Remarkable reactions and intermediates in titanocene(IV) chemistry: migratory insertion reactions of 2,2-disubstituted-1-alkenes, intramolecular 1,5-σ bond metathesis via ε-agostic interactions, and a rare example of a β-agostic alkyltitanocene complex.
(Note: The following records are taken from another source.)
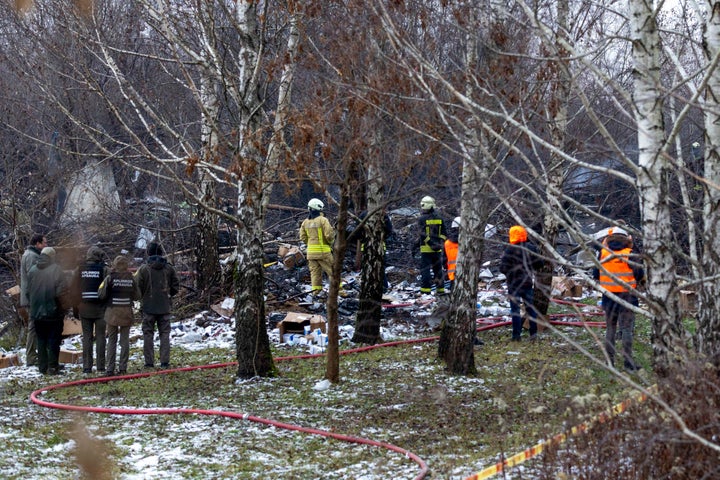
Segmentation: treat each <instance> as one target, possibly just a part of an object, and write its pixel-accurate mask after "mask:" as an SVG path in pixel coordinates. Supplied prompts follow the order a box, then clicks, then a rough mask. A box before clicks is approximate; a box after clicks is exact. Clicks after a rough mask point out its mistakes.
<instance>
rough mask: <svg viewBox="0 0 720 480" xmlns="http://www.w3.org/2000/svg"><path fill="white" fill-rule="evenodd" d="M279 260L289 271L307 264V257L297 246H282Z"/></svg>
mask: <svg viewBox="0 0 720 480" xmlns="http://www.w3.org/2000/svg"><path fill="white" fill-rule="evenodd" d="M278 258H280V259H281V261H282V264H283V265H284V266H285V268H286V269H288V270H292V269H293V268H295V267H300V266H302V265H304V264H305V255H303V253H302V252H301V251H300V249H299V248H298V247H295V246H290V245H280V248H278Z"/></svg>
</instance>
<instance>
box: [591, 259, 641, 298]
mask: <svg viewBox="0 0 720 480" xmlns="http://www.w3.org/2000/svg"><path fill="white" fill-rule="evenodd" d="M631 251H632V249H630V248H624V249H622V250H618V251H617V252H612V251H608V250H606V249H604V248H603V249H602V251H601V252H600V263H601V264H602V268H601V269H600V279H599V283H600V285H601V286H602V287H603V288H604V289H605V290H607V291H608V292H613V293H621V292H628V291H630V289H631V288H635V287H636V280H635V275H634V274H633V271H632V268H631V267H630V265H629V264H628V260H629V259H630V252H631Z"/></svg>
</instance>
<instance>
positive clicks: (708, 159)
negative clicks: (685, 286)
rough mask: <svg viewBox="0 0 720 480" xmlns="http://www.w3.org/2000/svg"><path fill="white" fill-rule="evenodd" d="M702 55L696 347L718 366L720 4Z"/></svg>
mask: <svg viewBox="0 0 720 480" xmlns="http://www.w3.org/2000/svg"><path fill="white" fill-rule="evenodd" d="M706 5H707V12H706V19H707V20H706V24H705V35H704V40H705V42H704V53H705V60H706V62H707V68H708V69H709V70H710V72H709V74H708V81H707V86H706V88H705V92H704V93H705V95H704V97H703V98H702V99H701V105H702V106H703V112H704V115H705V138H704V140H705V165H704V167H705V168H704V169H705V183H704V201H703V219H704V222H705V223H704V228H703V252H702V254H703V256H702V270H703V279H704V281H703V282H702V283H701V289H700V309H699V311H698V323H699V328H698V335H697V337H696V345H697V349H698V352H699V353H700V354H701V355H705V356H707V357H708V358H709V359H710V361H712V363H713V364H714V365H715V366H716V367H720V315H718V302H719V299H720V69H719V68H718V59H719V57H720V1H717V0H710V1H708V2H707V3H706Z"/></svg>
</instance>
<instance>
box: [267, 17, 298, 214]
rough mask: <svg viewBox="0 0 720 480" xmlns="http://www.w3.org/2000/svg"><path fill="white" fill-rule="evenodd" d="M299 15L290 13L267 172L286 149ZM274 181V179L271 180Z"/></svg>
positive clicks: (278, 167) (267, 193)
mask: <svg viewBox="0 0 720 480" xmlns="http://www.w3.org/2000/svg"><path fill="white" fill-rule="evenodd" d="M288 8H290V9H295V8H297V5H294V4H291V5H289V6H288ZM298 17H299V13H298V12H297V11H296V10H292V11H291V12H290V26H289V32H288V41H287V47H286V51H285V59H286V61H285V64H284V65H283V68H282V73H281V75H280V85H279V86H278V103H277V108H276V109H275V119H274V120H273V136H272V138H271V139H270V145H269V146H268V153H267V165H268V166H267V170H268V172H271V173H272V172H277V171H278V170H279V168H280V159H281V156H282V153H283V150H284V149H285V148H286V147H287V144H286V142H285V128H286V124H287V121H288V113H289V111H290V107H291V102H292V87H293V83H294V80H295V71H296V70H297V54H298V49H299V48H300V30H299V28H298V22H299V18H298ZM272 180H275V179H272ZM273 184H274V182H270V183H269V184H268V186H267V190H266V192H265V197H264V198H263V208H267V206H268V203H269V202H270V198H271V194H272V188H273Z"/></svg>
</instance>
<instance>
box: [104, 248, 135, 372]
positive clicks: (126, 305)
mask: <svg viewBox="0 0 720 480" xmlns="http://www.w3.org/2000/svg"><path fill="white" fill-rule="evenodd" d="M128 266H129V262H128V260H127V258H125V257H124V256H122V255H119V256H117V257H115V260H114V261H113V266H112V271H111V272H110V275H108V276H107V277H105V280H103V283H102V284H101V285H100V291H99V296H100V299H101V300H103V301H104V302H105V306H106V307H105V324H106V328H107V333H108V342H107V349H108V354H107V375H108V376H113V375H115V374H116V373H117V374H118V375H125V374H126V373H127V367H128V359H129V358H130V327H131V326H132V324H133V320H134V315H133V302H134V301H135V300H139V299H140V288H139V287H138V283H137V280H136V279H135V277H134V276H133V274H132V273H131V272H130V271H129V270H128ZM118 337H119V338H120V361H119V362H118V367H119V368H118V370H117V372H116V371H115V358H116V352H117V344H118Z"/></svg>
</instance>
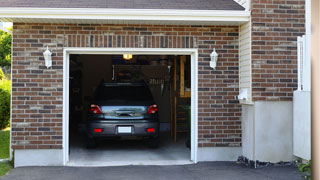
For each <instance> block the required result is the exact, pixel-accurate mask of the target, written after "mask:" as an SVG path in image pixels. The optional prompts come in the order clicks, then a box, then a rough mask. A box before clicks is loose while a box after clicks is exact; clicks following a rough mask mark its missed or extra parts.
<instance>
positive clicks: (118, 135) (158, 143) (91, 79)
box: [68, 54, 192, 166]
mask: <svg viewBox="0 0 320 180" xmlns="http://www.w3.org/2000/svg"><path fill="white" fill-rule="evenodd" d="M191 85H192V83H191V56H190V55H149V54H147V55H142V54H139V55H132V54H112V55H93V54H71V55H70V56H69V107H68V108H69V109H68V110H69V116H68V119H69V129H68V131H69V162H68V165H71V166H72V165H74V166H104V165H130V164H134V165H149V164H151V165H162V164H187V163H191V161H190V157H191V156H190V153H191V141H192V139H191V119H192V118H191ZM147 101H148V103H149V104H148V103H146V102H147ZM157 124H158V125H157Z"/></svg>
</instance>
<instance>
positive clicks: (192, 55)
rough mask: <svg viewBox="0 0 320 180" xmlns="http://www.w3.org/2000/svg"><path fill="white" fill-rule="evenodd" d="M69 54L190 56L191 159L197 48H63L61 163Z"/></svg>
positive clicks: (63, 134)
mask: <svg viewBox="0 0 320 180" xmlns="http://www.w3.org/2000/svg"><path fill="white" fill-rule="evenodd" d="M71 54H92V55H93V54H99V55H114V54H133V55H190V56H191V157H190V159H191V161H193V162H194V163H197V151H198V49H194V48H192V49H176V48H161V49H160V48H64V52H63V164H64V165H66V164H67V163H68V161H69V68H70V65H69V60H70V59H69V58H70V55H71Z"/></svg>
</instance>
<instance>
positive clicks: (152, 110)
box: [147, 104, 158, 114]
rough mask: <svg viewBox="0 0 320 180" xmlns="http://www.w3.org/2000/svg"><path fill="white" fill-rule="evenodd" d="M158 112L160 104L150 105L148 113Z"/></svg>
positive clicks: (156, 112)
mask: <svg viewBox="0 0 320 180" xmlns="http://www.w3.org/2000/svg"><path fill="white" fill-rule="evenodd" d="M157 112H158V106H157V105H156V104H154V105H151V106H149V108H148V112H147V113H148V114H155V113H157Z"/></svg>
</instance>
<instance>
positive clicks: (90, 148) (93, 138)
mask: <svg viewBox="0 0 320 180" xmlns="http://www.w3.org/2000/svg"><path fill="white" fill-rule="evenodd" d="M86 141H87V142H86V143H87V148H88V149H92V148H96V147H97V143H96V141H95V139H94V138H91V137H87V139H86Z"/></svg>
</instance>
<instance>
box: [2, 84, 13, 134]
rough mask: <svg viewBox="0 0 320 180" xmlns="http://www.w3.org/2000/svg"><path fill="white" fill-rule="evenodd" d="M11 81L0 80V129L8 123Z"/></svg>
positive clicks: (9, 107)
mask: <svg viewBox="0 0 320 180" xmlns="http://www.w3.org/2000/svg"><path fill="white" fill-rule="evenodd" d="M10 95H11V81H10V80H7V79H2V80H0V129H4V128H6V127H7V126H8V125H9V122H10Z"/></svg>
The compound Cp(2)TiMe(2) reacts with [Ph(3)C][B(C(6)F(5))(4)] in CD(2)Cl(2) at 205 K to give, inter alia, [Cp(2)TiMe(CD(2)Cl(2))][B(C(6)F(5))(4)]. This solvent-separated ion pair reacts in turn with 2,4-dimethyl-1-pentene (DMP) to give a series of cationic species, the first being the alkene complex Cp(2)TiMe(DMP), which undergoes ready migratory insertion to form the σ-alkyl complex Cp(2)Ti(CH(2)CMe(2)CH(2)CHMe(2)). The latter, which does not contain a β-hydrogen atom, rearranges rapidly via an unprecedented 1,5-σ bond metathesis reaction involving two isomeric ε-agostic species to give the σ-alkyl species Cp(2)Ti(CH(2)CHMeCH(2)CMe(3)); this does contain a β-hydrogen atom and, in concurrent processes, eliminates H(2) or 2,4,4-trimethyl-1-pentene (a major product) to form respectively the allylic complex Cp(2)Ti{η(3)-(CH(2))(2)CCH(2)CMe(3)} (a major product) or the hydride complex Cp(2)TiH. The latter reacts reversibly with free DMP to give the insertion product Cp(2)Ti(CH(2)CHMeCH(2)CHMe(2)) (V, a major product), in which the italicized hydrogen atom engages in a β-agostic interaction with the metal atom. Compound V is a rare example of both a β-agostic derivative of a group 4 metallocene and a β-agostic compound of any metal in which the (1)H resonance of the agostic hydrogen can be identified in the (1)H NMR spectrum (δ -3.43). Interestingly, a NOESY experiment on V indicates slow mutual exchange between the agostic hydrogen atom, the hydrogen atoms on C(1), and those of Me(2). These observations are consistent with the intermediacy of the allylic dihydrogen species Cp(2)Ti(H(2)){η(3)-(CH(2))(2)CCH(2)CHMe(2)}, which loses H(2) to form Cp(2)Ti{η(3)-(CH(2))(2)CCH(2)CHMe(2)} (a minor product). Support for all steps of the proposed reaction scheme comes from product distributions, from labeling studies utilizing Cp(2)Ti(CD(3))(CD(2)Cl(2)), and from extensive DFT calculations. The observed titanocene-based chemistry stands in stark contrast to that of the analogous zirconium system, in which the unusual but well-characterized cationic methyl alkene complex Cp(2)ZrMe(DMP) does not undergo migratory insertion and subsequent reactions.